Category killers, especially those who produce at a high end, leave owners in the awkward state of whether to ride out the storm that comes when said category is exposed or trading for near-equal value (because you’re not getting even production) in order to improve the status at the category in question. I honestly couldn’t trade Drummond in a one-year league; only nine other players (eight big men and Kings PG Rajon Rondo) in the Association are averaging a nightly double-double, and chances are slim about getting a better free throw shooter among this small group. If you are looking to move, perhaps a Drummond for Kevin Love (15.6 points, 10.9 rebounds and a 79.9 percent FT percentage) is a start, although if I’m a Love owner pondering this move, I’d certainly want someone else (fast-rising Suns guard Devin Booker, perhaps?) that will at least make up for the cold front that arrives in the form of Drummond’s shooting from the stripe.

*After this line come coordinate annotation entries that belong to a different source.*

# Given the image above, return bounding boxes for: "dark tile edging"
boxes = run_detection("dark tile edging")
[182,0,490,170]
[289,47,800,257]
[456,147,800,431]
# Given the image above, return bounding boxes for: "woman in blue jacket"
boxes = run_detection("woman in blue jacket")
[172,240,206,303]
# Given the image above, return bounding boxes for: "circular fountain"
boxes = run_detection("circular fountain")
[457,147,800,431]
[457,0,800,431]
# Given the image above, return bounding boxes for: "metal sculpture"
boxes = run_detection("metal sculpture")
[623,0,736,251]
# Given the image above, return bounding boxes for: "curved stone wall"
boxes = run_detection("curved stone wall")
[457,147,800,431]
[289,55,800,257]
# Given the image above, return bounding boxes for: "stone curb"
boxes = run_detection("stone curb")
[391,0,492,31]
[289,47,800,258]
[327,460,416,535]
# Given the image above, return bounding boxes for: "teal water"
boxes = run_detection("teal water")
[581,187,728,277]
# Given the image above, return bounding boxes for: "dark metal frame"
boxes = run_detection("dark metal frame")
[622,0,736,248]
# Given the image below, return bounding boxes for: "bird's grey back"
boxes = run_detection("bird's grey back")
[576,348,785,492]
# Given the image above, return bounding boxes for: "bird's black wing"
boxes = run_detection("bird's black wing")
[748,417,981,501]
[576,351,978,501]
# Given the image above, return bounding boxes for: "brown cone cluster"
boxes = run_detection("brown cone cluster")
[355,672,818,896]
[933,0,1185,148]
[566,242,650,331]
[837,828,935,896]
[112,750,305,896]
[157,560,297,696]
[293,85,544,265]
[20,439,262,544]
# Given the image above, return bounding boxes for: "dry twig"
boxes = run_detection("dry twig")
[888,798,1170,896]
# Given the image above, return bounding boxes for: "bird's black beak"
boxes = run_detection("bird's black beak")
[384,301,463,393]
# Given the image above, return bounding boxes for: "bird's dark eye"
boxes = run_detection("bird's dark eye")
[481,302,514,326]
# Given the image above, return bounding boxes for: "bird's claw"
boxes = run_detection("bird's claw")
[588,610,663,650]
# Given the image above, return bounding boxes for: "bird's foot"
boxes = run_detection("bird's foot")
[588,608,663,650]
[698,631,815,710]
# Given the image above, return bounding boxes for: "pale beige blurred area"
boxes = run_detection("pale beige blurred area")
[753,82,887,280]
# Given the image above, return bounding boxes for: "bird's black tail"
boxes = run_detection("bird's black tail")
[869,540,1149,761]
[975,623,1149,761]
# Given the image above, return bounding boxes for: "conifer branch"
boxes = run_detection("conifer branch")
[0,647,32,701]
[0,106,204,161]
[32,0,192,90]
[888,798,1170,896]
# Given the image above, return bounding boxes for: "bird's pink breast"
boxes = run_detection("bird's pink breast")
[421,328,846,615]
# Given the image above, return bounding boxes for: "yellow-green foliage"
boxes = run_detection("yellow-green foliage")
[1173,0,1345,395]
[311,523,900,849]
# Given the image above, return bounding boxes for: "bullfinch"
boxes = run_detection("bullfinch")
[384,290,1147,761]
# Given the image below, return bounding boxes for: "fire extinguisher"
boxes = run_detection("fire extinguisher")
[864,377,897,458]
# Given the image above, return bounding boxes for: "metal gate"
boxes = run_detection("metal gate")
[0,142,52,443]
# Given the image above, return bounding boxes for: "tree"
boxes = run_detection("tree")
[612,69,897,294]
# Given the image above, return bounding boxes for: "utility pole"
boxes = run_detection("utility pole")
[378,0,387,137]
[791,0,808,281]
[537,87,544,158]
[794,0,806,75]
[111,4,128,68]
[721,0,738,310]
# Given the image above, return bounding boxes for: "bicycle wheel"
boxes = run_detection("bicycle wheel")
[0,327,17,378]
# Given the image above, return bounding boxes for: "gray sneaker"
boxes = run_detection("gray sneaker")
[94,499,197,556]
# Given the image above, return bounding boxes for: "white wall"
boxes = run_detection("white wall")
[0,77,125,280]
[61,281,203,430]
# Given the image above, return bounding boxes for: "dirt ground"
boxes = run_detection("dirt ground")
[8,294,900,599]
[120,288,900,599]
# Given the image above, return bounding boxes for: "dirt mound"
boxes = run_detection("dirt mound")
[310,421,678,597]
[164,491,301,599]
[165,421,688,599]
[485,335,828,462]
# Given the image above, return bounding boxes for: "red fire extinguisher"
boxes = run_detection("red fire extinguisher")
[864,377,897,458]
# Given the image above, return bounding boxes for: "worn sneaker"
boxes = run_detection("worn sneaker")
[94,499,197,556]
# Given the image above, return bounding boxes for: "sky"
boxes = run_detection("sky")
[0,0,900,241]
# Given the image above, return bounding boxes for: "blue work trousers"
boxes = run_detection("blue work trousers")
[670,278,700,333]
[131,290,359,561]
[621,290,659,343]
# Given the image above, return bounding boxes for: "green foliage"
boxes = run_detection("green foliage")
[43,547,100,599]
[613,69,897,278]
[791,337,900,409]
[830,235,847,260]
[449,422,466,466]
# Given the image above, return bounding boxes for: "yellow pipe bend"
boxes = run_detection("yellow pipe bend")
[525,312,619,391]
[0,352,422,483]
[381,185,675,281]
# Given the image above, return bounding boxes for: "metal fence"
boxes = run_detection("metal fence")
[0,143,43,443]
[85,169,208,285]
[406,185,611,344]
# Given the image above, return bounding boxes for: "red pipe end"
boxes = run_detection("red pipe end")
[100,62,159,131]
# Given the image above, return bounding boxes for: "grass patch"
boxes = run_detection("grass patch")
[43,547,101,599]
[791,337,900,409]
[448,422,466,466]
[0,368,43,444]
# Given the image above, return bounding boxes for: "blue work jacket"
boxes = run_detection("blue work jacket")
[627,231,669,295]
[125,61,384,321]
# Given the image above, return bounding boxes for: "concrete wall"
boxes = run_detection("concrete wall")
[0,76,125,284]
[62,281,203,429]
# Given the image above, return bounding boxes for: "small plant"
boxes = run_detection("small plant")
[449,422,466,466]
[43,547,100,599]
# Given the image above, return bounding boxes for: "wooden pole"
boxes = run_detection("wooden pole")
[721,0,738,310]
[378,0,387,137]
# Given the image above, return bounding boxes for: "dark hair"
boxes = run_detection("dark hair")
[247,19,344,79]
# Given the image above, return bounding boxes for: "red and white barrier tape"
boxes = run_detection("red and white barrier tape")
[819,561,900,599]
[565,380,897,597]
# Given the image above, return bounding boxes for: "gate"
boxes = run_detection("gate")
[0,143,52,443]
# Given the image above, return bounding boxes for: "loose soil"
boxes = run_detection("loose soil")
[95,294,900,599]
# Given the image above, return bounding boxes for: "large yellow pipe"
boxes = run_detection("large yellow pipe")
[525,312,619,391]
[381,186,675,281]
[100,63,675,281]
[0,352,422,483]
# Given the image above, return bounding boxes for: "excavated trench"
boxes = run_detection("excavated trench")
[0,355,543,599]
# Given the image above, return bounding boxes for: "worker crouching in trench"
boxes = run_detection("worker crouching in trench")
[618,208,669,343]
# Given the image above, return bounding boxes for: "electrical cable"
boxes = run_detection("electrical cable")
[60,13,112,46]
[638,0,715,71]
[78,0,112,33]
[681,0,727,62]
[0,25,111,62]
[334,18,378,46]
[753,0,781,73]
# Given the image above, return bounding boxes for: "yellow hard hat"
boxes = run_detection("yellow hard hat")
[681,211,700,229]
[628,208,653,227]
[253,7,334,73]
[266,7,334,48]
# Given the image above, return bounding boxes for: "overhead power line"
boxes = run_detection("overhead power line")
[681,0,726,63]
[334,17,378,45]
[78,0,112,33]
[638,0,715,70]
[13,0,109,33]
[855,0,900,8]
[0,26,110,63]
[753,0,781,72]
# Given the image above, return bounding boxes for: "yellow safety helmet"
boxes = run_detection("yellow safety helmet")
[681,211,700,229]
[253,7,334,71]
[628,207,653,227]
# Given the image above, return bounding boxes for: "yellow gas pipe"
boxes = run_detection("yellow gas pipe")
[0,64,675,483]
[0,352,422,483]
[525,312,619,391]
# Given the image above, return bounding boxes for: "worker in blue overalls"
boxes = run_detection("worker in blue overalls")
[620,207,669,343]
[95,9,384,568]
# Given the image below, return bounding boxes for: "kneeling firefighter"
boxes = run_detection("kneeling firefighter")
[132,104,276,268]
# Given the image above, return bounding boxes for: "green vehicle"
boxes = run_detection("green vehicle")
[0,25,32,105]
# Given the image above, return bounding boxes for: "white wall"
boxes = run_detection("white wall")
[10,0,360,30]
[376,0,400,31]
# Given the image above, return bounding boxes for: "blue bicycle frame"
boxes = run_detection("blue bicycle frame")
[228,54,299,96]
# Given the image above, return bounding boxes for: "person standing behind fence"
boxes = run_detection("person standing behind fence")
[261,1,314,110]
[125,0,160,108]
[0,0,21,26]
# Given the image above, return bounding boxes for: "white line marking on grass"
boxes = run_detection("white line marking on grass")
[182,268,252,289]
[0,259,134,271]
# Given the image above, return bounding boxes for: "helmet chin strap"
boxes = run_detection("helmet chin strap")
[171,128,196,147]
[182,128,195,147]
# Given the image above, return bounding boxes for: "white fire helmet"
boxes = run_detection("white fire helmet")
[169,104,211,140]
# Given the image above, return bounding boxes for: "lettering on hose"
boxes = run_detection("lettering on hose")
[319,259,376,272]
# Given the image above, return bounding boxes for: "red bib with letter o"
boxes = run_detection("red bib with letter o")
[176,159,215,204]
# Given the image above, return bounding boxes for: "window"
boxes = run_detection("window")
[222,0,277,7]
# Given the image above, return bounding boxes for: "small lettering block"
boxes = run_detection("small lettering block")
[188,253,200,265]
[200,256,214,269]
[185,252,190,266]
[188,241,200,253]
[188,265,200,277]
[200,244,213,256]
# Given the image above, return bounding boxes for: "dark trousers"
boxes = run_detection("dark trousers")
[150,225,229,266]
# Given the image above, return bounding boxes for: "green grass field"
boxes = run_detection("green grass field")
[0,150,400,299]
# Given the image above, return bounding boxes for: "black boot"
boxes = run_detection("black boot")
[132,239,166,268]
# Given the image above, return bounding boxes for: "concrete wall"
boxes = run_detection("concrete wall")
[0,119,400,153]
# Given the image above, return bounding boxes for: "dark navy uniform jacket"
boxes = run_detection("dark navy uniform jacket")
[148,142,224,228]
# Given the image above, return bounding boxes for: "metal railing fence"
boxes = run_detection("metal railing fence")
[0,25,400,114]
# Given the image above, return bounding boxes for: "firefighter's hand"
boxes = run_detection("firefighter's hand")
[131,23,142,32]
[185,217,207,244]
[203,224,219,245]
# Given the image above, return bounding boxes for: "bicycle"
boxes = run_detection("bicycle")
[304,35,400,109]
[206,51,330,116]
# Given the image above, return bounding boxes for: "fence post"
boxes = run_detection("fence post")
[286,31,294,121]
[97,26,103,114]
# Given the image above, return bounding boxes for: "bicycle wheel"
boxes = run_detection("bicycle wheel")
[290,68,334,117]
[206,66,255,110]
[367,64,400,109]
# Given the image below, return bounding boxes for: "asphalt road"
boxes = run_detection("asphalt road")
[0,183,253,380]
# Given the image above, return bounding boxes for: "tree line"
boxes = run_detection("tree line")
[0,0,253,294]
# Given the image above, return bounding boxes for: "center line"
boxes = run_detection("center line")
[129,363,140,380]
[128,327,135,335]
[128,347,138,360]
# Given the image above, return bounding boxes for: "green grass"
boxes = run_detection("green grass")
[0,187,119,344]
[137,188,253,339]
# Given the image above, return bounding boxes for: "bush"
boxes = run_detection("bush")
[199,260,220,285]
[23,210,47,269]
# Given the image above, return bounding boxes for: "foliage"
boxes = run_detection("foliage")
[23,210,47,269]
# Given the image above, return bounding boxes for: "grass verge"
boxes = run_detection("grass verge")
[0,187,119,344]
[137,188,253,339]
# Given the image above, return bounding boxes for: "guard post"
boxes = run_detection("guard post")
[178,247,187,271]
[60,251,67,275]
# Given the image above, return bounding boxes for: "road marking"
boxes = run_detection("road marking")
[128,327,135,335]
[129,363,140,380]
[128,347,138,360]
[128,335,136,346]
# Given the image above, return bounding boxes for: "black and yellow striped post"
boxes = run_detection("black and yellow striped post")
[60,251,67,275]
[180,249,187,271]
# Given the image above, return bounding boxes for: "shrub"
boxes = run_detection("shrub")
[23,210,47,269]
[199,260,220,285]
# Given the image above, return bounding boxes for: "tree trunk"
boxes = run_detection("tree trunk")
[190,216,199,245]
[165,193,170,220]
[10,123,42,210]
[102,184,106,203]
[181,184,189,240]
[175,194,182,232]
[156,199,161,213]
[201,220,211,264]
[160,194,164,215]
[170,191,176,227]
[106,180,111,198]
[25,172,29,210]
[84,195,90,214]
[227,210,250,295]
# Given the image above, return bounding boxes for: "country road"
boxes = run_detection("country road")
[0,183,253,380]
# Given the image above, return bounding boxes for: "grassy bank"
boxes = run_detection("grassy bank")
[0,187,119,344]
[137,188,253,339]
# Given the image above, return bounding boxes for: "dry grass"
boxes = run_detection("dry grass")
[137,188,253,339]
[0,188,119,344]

Which begs the question: who would you want the rest of the season? Would you be fine with Drummond’s all-around numbers knowing the albatross of his free throw shooting will drag you down most nights or the prospects of Love taking a bigger role in the Cavaliers’ offense paired up with Booker emerging as a Top-60 Fantasy pick in next season’s draft? I’m still leaning toward keeping Drummond, but this faux trade offer is enough to make one ponder. Plug in the name of Jordan or Howard, and you’d still be asking the same question.
Category-killers live among us in all Fantasy sports. As baseball drafts/auctions begin to help us thaw out, owners will have to ask if the power of a Chris Davis or Billy Hamilton’s speed is worth having despite the lack of production each offers outside the ability to deposit 40-45 pitches over the stands or steal 60 bases with a .295 OBP. It comes down the threshold of pain for an individual owner.
Drummond is having an outstanding season, yet let’s not get it twisted. This isn’t a vintage Shaquille O’Neal season, in which the numbers were so overwhelming that it mattered a whit about his poor free throw numbers to anyone lucky enough to grab the first overall pick during the Big Aristotle’s peak. This column isn’t happening if Drummond was putting up 24-26 points per game and added a couple of rebounds to his nighty stat line.
That’s where the problem lies with me and Drummond’s numbers. You can’t tell me no one in the Pistons organization hasn’t sat their centerpiece down and told him the benefits that would come if he spent the summer improving his free throw accuracy. We’re not talking Calvin Murphy or Mark Price; if Drummond was able to get his percentage to Howard’s numbers, you’d be looking at someone averaging around 20-22 points per game. He’s a Fantasy monster if he shot 70 percent from the stripe. Yet, Drummond chooses to stay with the status quo, which is why I can’t call him an elite center. Elite centers don’t get traded, Fantasy or otherwise.
In the meantime, we will hope the fact the Pistons still won despite the Rockets’ attempt to Assault Andre will deter other teams from exposing us Drummond owners from another front seat to historic feats of forgettable proportions.